If you've been hearing the latest stuff about computers taking over the world, and you're worried your iMac might conspire with your Palm Pilot and murder you in the night, I suggest you take a vacation and do some reading.
You could buy the latest issue of Wired and read "Why the Future Doesn't Need Us," by Sun Microsystems co-founder Bill Joy, who claims the human race is threatened by advances in robotics, nanotechnology and genetic engineering.Or you could read something much better written and more prescient. Go online or, better, go to a real bookstore and find a short story by E.M. Forster called "The Machine Stops."
The author of "A Passage to India" and "A Room With a View" wrote this science fiction story in 1909, and it presents a much more interesting technological dystopia (a utopia you don't want) than the one nearly a hundred years later in Wired.
For one thing, you don't have to put up with Joy's self-absorption (he's lived in Aspen for the past decade, after all) and his name-dropping, as in "my friend David Gelernter" and "my friend Amory Lovins." One day there may be computers as intelligent as humans, but I doubt there ever will be computers as egocentric. Joy is selling us the idea that computers could self-replicate and take control of the world, or genetically engineered diseases could kill us. He begins his argument by dropping the most attention-getting name of all.
He quotes mad bomber Ted Kaczynski, who wrote in his manifesto that computer systems could become so powerful that human beings will be incapable of making the decisions to keep them running.
Some people survive Forster's dystopia, though those who rejected the Machine and were sentenced to live above ground. Intriguingly enough, those inheritors of the Earth are called the Homeless.
Joy's argument is that the human race can make itself obsolete through the combination of genetic engineering, robotics and the ability to engineer at the molecular level. To the threat of nuclear weapons, we can add the threat of self-replicating plagues or machines.
Joy calls these instruments of "knowledge-based mass destruction," or KMD. He advocates the voluntary "relinquishment" by scientists of dangerous genetic, nanotechnological and robotic (GNR) research, much as the United States unilaterally renounced the development of biological weapons.

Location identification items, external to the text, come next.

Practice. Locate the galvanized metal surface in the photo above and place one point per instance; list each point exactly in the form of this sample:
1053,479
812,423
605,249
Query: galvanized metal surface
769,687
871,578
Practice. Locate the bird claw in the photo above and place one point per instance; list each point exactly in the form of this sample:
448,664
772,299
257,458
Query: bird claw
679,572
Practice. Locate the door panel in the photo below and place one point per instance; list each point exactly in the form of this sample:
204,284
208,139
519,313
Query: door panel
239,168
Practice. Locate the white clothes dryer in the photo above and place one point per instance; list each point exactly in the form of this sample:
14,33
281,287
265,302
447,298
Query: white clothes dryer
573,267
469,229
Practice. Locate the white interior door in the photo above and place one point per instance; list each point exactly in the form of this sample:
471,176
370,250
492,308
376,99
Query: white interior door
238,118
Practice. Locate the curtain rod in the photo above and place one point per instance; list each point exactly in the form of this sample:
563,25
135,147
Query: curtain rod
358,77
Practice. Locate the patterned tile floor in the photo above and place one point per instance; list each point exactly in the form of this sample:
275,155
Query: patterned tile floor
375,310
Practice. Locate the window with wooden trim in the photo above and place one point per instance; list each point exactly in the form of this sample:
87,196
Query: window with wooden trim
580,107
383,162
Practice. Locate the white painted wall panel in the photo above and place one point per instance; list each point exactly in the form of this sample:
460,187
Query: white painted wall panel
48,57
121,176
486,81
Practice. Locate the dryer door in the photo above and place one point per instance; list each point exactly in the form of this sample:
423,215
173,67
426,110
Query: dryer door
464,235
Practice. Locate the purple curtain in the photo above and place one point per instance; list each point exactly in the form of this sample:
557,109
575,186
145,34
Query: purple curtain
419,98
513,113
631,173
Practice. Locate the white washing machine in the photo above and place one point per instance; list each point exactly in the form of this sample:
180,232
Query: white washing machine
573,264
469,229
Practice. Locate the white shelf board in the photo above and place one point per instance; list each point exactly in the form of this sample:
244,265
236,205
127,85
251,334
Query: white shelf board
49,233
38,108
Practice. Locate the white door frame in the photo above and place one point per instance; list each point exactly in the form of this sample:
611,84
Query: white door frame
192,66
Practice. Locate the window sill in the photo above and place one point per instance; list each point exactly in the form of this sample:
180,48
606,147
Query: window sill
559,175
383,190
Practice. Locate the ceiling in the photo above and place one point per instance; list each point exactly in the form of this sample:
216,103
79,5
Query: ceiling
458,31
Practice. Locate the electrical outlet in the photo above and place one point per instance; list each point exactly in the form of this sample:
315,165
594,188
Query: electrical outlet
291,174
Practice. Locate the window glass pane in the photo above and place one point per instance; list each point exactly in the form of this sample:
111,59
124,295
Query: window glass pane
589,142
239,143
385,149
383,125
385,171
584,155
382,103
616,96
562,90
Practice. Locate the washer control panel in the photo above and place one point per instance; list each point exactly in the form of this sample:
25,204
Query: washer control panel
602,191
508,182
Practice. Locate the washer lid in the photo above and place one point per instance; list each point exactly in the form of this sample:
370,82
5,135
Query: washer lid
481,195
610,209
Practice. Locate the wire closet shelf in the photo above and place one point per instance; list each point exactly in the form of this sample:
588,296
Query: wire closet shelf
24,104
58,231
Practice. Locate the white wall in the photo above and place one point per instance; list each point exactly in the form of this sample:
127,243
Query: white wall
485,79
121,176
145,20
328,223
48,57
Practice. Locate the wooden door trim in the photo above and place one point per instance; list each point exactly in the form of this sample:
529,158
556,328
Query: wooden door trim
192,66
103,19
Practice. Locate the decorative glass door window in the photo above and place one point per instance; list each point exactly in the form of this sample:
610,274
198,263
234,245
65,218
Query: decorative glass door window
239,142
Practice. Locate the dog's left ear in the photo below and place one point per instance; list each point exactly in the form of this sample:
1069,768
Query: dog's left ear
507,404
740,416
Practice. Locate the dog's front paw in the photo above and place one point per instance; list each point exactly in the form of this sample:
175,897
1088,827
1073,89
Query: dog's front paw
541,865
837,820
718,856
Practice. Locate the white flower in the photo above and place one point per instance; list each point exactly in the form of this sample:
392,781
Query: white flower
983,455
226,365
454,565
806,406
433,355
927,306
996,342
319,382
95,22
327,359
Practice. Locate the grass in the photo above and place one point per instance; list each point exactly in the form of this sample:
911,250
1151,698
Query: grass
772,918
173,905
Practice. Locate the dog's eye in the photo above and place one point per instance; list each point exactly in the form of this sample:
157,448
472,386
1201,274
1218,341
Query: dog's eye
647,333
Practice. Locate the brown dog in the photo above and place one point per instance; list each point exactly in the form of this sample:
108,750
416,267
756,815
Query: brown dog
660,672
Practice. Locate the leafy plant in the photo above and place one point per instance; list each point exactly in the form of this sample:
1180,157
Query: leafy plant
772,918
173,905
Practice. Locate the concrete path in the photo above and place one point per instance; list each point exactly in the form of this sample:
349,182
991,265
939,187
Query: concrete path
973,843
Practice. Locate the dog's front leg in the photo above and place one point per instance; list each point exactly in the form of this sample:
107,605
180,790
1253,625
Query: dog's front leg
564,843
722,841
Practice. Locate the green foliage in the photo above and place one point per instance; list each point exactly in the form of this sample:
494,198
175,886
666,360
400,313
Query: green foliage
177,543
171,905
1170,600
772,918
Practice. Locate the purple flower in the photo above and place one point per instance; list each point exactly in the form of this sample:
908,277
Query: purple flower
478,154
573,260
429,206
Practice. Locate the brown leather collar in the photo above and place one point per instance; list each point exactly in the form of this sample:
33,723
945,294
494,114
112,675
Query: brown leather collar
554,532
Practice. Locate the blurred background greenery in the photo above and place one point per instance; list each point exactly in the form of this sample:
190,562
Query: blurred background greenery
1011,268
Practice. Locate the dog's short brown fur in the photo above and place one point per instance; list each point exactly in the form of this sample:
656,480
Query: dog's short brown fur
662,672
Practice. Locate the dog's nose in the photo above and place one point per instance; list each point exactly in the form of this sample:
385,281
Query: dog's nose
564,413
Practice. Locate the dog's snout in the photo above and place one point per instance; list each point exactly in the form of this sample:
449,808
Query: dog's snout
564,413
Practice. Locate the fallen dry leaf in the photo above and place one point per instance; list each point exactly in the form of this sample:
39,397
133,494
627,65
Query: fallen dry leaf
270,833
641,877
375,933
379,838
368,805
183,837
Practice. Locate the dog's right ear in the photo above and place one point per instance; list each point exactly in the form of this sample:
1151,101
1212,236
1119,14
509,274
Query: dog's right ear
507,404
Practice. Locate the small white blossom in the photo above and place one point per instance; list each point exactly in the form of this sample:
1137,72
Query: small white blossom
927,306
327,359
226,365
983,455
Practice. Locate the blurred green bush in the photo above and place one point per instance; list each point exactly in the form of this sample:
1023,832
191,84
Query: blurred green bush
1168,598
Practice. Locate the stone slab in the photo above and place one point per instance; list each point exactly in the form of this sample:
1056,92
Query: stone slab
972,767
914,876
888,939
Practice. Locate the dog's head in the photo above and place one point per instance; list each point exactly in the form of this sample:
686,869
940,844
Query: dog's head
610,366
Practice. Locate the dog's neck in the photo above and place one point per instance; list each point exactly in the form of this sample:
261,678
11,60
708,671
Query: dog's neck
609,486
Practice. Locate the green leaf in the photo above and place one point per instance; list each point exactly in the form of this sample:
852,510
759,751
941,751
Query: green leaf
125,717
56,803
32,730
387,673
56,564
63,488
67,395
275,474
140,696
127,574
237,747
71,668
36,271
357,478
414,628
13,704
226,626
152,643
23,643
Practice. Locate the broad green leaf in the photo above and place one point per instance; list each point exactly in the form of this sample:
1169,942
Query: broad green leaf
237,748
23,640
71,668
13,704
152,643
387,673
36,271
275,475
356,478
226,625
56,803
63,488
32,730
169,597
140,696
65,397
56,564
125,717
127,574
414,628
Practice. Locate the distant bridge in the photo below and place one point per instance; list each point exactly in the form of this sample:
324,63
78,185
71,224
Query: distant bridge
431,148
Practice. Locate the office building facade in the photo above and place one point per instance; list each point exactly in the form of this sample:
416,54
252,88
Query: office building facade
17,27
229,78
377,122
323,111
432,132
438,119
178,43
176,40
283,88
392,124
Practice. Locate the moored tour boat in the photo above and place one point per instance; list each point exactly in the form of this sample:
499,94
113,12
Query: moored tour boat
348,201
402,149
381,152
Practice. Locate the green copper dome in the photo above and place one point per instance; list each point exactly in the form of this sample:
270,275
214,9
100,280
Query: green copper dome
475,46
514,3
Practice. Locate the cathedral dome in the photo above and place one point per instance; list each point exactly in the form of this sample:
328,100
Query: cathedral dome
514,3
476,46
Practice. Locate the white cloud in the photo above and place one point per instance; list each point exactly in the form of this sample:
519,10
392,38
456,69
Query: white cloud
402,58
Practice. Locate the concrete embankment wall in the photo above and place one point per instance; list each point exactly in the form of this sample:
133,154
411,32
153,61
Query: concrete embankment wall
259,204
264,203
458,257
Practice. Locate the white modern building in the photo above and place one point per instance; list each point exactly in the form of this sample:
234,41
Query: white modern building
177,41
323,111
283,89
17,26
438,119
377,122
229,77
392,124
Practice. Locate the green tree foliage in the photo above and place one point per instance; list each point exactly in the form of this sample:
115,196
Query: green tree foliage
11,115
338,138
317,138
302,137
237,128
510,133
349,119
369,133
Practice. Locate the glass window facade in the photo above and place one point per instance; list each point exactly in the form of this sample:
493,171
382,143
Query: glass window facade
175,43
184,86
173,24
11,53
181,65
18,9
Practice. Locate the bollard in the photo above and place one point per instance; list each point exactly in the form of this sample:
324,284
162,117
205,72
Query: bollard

This may be hard, as Joy recognizes, because most GNR research is done by highly competitive private companies who value stock more than the theoretical survival of our species.
Is the human race threatened by what goes on in the flat buildings of Silicon Valley? The human race is always thinking of some way to kill itself, so it's not a bad worry.
The fact is, we don't know where technology is going. All we know is that new technology is coming, and humans are wired to first fear it, then accept it, no matter how awful it is.
"The Machine develops but not on our lies," as Forster wrote. "The Machine proceeds but not to our good."
Still, I'm not shooting my balky iMac quite yet.